AnnePande wrote:
On the other hand, there may be things that we (or some of us) can do more easily than most NTs. Eg. concentrate intensely on one thing at the time, develop special skills due to our special interests, remember certain things, read autodidactly (if that's a word), and then there are the skills that are directly savant skills.
With that in mind, we maybe could call autism an ability, as well as a disability?
Yes, I agree with that. Despite being disabled (at least according to the government, my school, and my doctors) I can do a lot of things other people can't do easily. It's just that I think skills, or the lack thereof, shouldn't in any way determine what you judge a person's quality of life to be; that some people get more abilities from autism and others more disability shouldn't be any reason to rank them or put them in different categories. Neurodiversity applies just as much to the person whose autism gives them only a few minor inconveniences in exchange for being able to do a hundred major things that nobody else can do, as it applies to the person whose autism means almost nothing but disability.

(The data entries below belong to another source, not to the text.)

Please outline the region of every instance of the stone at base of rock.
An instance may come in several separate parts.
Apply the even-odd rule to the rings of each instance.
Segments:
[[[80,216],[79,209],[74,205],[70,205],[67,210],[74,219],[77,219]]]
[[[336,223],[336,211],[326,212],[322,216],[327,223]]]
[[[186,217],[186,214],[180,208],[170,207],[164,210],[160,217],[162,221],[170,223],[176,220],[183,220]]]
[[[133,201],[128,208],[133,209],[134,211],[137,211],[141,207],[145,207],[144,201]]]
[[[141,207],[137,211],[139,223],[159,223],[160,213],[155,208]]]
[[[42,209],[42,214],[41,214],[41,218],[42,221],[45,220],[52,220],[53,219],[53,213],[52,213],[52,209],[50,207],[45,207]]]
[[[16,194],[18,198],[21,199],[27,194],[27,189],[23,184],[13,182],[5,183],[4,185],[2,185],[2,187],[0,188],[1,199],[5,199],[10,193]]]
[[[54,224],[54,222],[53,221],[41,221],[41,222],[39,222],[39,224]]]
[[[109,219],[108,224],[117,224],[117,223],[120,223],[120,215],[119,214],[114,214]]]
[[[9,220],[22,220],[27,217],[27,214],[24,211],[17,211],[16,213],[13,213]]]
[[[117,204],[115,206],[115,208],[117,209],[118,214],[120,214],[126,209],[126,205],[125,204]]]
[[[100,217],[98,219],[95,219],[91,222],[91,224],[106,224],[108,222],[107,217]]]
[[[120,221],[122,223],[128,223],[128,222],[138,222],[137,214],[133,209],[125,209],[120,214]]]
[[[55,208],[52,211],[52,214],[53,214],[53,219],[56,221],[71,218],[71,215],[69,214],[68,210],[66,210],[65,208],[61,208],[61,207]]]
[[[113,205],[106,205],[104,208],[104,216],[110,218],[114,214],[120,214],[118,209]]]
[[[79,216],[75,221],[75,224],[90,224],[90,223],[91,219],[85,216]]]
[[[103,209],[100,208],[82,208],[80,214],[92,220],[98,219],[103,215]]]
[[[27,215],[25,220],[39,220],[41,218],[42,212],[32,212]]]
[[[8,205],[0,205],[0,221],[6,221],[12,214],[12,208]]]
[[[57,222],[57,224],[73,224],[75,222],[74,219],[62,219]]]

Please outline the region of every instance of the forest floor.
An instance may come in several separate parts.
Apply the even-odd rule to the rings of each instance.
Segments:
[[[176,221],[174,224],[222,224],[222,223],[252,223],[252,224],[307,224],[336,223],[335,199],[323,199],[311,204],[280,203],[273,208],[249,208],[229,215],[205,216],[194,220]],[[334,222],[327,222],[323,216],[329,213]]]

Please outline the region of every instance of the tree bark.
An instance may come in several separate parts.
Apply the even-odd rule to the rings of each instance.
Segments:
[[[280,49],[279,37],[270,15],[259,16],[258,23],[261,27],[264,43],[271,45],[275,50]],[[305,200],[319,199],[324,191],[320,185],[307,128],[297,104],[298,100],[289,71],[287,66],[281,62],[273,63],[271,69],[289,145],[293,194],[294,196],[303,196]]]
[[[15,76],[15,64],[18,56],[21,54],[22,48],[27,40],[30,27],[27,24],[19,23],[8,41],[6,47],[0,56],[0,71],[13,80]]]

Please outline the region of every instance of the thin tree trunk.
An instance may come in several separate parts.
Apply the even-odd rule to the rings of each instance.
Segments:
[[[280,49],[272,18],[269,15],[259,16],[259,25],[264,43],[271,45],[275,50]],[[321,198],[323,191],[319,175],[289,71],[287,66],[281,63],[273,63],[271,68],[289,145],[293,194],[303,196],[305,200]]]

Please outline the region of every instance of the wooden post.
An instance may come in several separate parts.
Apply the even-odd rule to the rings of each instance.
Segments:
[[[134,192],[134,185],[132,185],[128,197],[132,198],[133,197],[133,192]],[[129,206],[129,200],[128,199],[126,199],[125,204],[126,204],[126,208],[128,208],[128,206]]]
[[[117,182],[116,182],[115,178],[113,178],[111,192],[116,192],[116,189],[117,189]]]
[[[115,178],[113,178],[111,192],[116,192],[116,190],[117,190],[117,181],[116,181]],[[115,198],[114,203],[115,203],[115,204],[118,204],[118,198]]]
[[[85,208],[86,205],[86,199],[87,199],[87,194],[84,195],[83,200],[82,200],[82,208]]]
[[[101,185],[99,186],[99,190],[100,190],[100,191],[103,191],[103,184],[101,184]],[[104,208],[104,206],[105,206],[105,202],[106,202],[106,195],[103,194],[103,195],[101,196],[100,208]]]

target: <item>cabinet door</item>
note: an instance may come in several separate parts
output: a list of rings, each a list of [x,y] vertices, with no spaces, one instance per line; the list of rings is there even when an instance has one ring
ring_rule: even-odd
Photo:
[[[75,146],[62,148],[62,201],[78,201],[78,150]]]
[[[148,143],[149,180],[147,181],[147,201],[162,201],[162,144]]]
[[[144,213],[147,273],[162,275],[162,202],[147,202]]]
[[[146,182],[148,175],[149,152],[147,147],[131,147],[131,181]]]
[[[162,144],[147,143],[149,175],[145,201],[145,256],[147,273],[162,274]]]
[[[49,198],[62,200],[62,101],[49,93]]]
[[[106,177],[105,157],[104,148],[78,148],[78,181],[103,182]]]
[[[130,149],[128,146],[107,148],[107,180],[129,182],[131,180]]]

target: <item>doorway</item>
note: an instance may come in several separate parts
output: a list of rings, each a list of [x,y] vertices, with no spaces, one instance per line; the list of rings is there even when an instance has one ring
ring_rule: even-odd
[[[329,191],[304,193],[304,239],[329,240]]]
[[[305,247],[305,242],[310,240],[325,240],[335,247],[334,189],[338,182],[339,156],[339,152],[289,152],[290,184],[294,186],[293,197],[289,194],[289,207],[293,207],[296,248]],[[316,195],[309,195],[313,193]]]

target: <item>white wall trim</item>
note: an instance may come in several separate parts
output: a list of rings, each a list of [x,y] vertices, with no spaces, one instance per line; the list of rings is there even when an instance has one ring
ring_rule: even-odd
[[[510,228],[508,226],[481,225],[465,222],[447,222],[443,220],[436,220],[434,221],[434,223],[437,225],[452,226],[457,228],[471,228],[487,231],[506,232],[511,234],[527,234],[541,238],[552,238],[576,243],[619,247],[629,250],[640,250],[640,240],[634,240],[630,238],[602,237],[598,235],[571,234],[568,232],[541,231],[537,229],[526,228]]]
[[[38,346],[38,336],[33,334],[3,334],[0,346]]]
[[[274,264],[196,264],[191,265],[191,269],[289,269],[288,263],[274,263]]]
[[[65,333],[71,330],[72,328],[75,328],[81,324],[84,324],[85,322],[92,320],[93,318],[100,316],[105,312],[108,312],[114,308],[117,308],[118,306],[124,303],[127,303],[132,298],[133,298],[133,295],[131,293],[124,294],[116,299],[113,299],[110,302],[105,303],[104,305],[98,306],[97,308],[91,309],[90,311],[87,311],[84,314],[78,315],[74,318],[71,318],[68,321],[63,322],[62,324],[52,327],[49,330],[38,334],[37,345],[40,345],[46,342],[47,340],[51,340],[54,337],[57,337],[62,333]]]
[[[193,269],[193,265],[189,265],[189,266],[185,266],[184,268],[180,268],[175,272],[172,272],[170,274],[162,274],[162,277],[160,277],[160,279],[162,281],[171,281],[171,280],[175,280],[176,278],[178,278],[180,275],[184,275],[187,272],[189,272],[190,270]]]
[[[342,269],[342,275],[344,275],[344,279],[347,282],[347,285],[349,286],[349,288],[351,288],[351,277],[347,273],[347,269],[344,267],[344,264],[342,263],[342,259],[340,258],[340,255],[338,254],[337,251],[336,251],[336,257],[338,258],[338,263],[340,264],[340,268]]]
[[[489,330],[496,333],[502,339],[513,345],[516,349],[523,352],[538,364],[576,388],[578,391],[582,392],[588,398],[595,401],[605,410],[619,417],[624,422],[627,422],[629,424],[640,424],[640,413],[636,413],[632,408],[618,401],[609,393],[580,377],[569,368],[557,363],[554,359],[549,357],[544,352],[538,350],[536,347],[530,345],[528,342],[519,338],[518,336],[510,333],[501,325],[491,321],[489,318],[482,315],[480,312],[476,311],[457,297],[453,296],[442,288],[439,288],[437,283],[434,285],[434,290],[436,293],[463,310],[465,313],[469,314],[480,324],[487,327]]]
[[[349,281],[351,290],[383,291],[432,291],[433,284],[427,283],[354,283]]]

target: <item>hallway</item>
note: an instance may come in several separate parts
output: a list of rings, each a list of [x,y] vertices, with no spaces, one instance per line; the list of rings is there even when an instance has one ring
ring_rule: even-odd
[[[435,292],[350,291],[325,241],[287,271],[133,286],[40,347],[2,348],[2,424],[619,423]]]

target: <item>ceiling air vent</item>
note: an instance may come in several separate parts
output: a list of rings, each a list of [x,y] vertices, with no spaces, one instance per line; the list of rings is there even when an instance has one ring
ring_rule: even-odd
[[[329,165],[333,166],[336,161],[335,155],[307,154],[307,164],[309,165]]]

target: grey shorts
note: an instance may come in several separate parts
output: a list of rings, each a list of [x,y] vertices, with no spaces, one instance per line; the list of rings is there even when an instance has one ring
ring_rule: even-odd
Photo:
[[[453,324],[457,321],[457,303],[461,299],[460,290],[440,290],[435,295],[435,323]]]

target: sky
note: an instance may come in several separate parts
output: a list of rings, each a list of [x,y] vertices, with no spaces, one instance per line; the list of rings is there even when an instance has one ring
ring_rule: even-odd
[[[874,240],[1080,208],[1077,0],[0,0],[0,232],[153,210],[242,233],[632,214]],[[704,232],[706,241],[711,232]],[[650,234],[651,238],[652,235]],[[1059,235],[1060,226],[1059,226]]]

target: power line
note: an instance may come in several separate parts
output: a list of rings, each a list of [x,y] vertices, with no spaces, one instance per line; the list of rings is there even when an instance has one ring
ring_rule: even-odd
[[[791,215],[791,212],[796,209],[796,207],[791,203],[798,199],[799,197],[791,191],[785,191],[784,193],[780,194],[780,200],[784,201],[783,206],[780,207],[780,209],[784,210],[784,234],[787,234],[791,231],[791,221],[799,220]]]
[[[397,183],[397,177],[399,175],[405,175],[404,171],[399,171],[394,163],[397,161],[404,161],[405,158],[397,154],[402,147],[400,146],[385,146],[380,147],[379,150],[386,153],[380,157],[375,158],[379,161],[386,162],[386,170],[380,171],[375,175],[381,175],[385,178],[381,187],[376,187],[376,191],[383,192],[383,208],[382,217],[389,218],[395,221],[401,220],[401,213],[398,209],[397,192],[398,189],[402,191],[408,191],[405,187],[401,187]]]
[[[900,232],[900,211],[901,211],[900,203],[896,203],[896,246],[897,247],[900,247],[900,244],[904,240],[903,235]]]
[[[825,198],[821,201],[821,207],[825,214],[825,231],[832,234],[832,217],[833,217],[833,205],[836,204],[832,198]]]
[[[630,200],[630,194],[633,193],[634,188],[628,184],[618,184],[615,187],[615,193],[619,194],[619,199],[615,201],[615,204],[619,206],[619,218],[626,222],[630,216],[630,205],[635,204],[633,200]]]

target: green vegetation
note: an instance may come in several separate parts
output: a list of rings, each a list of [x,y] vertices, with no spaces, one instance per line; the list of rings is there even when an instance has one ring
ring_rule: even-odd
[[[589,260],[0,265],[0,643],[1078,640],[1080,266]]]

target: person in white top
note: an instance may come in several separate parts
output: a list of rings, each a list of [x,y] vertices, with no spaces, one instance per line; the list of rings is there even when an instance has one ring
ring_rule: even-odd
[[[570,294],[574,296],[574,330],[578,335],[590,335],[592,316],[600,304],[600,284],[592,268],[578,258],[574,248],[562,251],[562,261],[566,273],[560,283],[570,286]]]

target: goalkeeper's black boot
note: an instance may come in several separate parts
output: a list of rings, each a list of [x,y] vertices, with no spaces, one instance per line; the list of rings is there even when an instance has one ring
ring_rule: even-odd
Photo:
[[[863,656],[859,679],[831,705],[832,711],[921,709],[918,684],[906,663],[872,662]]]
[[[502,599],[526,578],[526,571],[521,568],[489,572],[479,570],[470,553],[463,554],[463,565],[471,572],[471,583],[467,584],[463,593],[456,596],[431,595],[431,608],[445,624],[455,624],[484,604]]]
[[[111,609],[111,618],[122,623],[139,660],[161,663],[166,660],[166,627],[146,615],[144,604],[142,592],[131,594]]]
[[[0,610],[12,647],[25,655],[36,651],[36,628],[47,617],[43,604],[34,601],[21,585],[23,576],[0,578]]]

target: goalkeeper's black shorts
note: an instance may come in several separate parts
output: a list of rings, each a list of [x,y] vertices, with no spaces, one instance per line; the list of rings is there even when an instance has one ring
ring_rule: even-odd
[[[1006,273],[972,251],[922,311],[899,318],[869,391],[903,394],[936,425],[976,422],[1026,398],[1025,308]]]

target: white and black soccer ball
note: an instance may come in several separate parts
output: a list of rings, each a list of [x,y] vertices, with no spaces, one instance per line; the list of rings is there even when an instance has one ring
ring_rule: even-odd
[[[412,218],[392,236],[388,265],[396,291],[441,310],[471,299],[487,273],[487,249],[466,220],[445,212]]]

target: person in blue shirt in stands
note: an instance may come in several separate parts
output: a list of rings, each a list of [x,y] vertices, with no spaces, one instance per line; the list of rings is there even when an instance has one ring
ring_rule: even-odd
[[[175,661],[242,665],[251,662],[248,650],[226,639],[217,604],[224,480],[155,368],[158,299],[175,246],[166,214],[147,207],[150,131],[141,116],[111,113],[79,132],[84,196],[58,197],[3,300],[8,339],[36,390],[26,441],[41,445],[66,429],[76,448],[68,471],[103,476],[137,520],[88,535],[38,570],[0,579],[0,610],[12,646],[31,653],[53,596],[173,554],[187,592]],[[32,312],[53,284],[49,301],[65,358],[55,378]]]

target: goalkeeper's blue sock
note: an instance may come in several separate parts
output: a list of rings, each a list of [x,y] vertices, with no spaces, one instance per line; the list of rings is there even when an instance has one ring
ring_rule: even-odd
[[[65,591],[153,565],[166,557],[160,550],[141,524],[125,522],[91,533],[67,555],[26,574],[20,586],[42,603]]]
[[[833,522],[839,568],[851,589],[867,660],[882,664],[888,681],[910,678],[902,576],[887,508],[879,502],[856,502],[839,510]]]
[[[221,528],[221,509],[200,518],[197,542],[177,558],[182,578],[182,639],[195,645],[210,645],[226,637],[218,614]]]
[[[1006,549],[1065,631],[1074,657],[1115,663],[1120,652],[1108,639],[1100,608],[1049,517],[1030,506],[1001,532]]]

The point is that people have a right to their lives and their minds, a right to education and acceptance, whatever their brains are like. If you prefer a person whose autism means mostly giftedness over one whose autism means mostly disability, then you're taking a position that's philosophically not very different from preferring an NT with the ability to become a doctor over an NT who has to work hard just to learn basic math and reading. You can't rank people by ability; if it's wrong to tell me I need a cure when I'm a socially awkward nerd with a knack for math, then it's also wrong to say it if I happen to be a socially awkward nerd who completely sucks at math, or for that matter a special ed kid who doesn't even know what numbers are.